Wal-Mart's Chief Financial Officer Charles Holley said at the conference that mobile payments are "definitely where the future is going to be going for our customer" and "we do know that it's got to go into mobile and whether it's going to be an Apple Pay or a CurrentC...or some things that Android devices do. It's going to be some combination of that I think."

CurrentC is a mobile payment service being developed by MCX, a consortium of retailers that includes BestBuy, CVS, and Sears. "We're going to have to wait for later for this year for MCX retailers decide whether or not to turn it on," said James Wester, a payments analyst at IDC.

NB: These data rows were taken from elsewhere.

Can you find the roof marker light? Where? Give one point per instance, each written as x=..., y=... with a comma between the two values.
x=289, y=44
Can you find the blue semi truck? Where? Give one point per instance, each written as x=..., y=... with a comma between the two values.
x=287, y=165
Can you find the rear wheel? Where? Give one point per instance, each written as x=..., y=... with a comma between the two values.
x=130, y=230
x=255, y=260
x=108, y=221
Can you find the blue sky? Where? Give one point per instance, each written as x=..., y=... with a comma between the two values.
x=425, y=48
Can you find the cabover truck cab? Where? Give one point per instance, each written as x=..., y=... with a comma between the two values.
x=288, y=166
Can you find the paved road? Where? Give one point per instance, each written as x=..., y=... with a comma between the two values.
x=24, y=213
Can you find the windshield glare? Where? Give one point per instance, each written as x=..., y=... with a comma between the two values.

The expansion in the number of locations that accepts Apple Pay, Wester said, is largely what he expected as more and more retailers upgrade their checkout hardware to be compatible with EMV, or chip-and-pin, cards by October, a deadline set by credit card networks after which they will no longer cover fraudulent purchases using old terminals. These EMV terminals are typically also compatible with near-field communication technology, which is used by Apple Pay and competitors including Google Wallet.

Once Apple Pay is available on your wrist starting April 24, it promises to be even easier to use (confession: I tried to use Apple Pay once, got flustered as I tried to find Passbook, realized that's not how it works, and then just used my credit card). Clumsiness aside, fishing out a phone to make a payment isn't dramatically different than getting a card from a wallet. Paying with a tap of the wrist, however, is a different story.

Apple chief technology officer Kevin Lynch demonstrated how Apple Pay would work with the watch as part of his tour through the watch's many apps. "Put your watch next to the scanner to do this, you don't have to bring the watch face and touch the terminal, you will get close to it, and you feel it and hear the noise on your wrist and it's done."